Istat: disoccupazione al 12,7%, quella giovanile al 41,6%

Manifestazione per il lavoro (Foto: DAMIEN MEYER/AFP/Getty Images)

Boom disoccupazione in Italia. Non si arresta l’aumento dei senza lavoro, mentre si registra ancora un nuovo primato negativo per la disoccupazione giovanile.
Come ad ogni inizio di mese, arrivano puntuali i dati dell’Istat sulla disoccupazione in Italia e come ormai da diverso, troppo, tempo continuano ad essere negativi.

L’Istat comunica che a novembre 2013 “il tasso di disoccupazione è pari al 12,7%, in aumento di 0,2 punti percentuali in termini congiunturali (su base mensile, ndr) e di 1,4 punti nei dodici mesi“.

Il tasso di disoccupazione dei giovani tra i 15 e i 24 anni cresce a novembre al 41,6%, in aumento dello 0,2% rispetto al mese di ottobre e del 4% su base annua. Si tratta del livello più alto dal 1977, data di inizio delle serie storiche.

Riguardo al numero dei disoccupati, questo è complessivamente di 3 milioni e 254 mila, in aumento dell’1,8% rispetto al mese di ottobre (+57 mila) e del 12,1% su base annua (+351 mila).
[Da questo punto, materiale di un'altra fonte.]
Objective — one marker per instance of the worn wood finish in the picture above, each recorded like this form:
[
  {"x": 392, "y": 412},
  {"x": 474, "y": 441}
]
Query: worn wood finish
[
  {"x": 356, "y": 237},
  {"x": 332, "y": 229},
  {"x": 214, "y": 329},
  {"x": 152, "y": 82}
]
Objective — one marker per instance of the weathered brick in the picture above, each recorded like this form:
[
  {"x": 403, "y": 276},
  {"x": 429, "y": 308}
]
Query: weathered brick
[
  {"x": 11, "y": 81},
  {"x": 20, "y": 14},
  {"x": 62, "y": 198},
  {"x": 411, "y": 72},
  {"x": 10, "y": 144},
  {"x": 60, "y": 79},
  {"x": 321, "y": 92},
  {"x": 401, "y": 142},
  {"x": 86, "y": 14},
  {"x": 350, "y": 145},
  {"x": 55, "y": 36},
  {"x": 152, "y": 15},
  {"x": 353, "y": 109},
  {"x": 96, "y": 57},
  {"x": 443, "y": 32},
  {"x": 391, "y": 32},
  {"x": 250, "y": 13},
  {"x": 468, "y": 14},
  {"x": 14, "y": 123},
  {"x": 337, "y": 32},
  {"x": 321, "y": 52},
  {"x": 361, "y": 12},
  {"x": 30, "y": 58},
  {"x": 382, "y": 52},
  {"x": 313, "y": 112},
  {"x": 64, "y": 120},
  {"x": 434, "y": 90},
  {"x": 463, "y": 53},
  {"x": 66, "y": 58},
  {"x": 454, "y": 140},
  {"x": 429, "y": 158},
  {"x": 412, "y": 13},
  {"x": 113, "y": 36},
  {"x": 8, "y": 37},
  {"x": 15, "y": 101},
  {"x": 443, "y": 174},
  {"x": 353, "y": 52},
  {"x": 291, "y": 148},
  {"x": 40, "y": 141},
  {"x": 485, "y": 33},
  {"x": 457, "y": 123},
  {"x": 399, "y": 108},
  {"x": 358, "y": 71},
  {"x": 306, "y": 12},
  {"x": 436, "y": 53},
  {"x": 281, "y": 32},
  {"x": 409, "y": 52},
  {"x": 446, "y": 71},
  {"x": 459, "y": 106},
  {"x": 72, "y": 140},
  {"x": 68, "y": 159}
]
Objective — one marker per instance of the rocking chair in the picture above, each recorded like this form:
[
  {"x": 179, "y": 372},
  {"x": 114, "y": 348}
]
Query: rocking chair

Aumentano di più i disoccupati uomini (+17,2%) che le donne (+6,1%). Per quanto riguarda i giovani, il numero di coloro tra i 15 e 24 anni che sono senza lavoro è di 659 mila.

A novembre 2013 gli occupati sono 22 milioni 292 mila, in calo dello 0,2% rispetto al mese di ottobre (-55 mila) e del 2,0% su base annua (-448 mila).

I dati Istat sono ancora provvisori.